IL PASSAGGIO DEGLI SQUALI ELEFANTE

Federico Betti – Reef Check Italia Associate Program Manager

L’11 giugno, davanti alla costa anconetana è stato trovato, soffocato in una rete da pesca, un giovane maschio di squalo elefante (Cetorhinus maximus), lungo 3, 65 metri dal muso al peduncolo caudale; dimensioni ragguardevoli, quindi, ma non per questa specie, i cui esemplari adulti possono arrivare ad una lunghezza di oltre dieci metri.

La notizia ha sollevato molta curiosità, ma va detto che la presenza di squali elefante nelle acque Adriatiche è tutt’altro che casuale: ogni anno, infatti, nei primi mesi estivi si susseguono nella zona diversi avvistamenti. Vediamo perché.Cetorhinus maximus, detto squalo elefante o cetorino, è, come tutti gli squali, un animale a scheletro cartilagineo, e fra questi è secondo, per taglia, al solo squalo balena Rinchodon tipus.

Come quest’ultimo, si nutre di plancton, ossia di organismi di piccolissima taglia trasportati dalle correnti nella colonna d’acqua; per nutrirsi questo squalo privo di denti procede lentamente in acque superficiali (gli inglesi lo chiamano infattibasking shark), in genere contro corrente, nuotando a bocca spalancata.Le acque nord adriatiche sono ricche di plancton, soprattutto nei mesi tardo primaverili ed estivi quando, grazie anche al contributo in nutrienti del Po, lo zooplancton si ritrova con una gran quantità di fitoplancton a disposizione e la sua presenza aumenta quindi rapidamente. Quando cresce lo zooplancton compaiono i relativi predatori tra i quali il nostro squalo elefante che sembra possa arrivare a filtrare circa 2000 m d’acqua all’ora (se si pensa che viaggia a circa 2 nodi e che può avere un’apertura orale di un metro…i conti tornano!).

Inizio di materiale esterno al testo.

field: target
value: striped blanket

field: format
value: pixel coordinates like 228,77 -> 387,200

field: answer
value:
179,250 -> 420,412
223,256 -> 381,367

Poiché la circolazione delle acque superficiali in Adriatico procede in senso antiorario, risalendo le coste slave per poi scendere lungo le coste italiane, ecco che in questo periodo branchi di squali elefante viaggiano a bassa profondità, controcorrente dal canale di Otranto verso Trieste, ed alcuni di essi, purtroppo, possono restare intrappolati in eventuali reti da pesca che incontrano lungo il loro percorso. Anche in altre parti del Mediterraneo si possono talvolta verificare accidentali catture di questa specie ma in genere sempre in concomitanza di picchi stagionali di zooplancton. La loro presenza rappresenta quindi un buon indicatore dei cicli biologici costieri.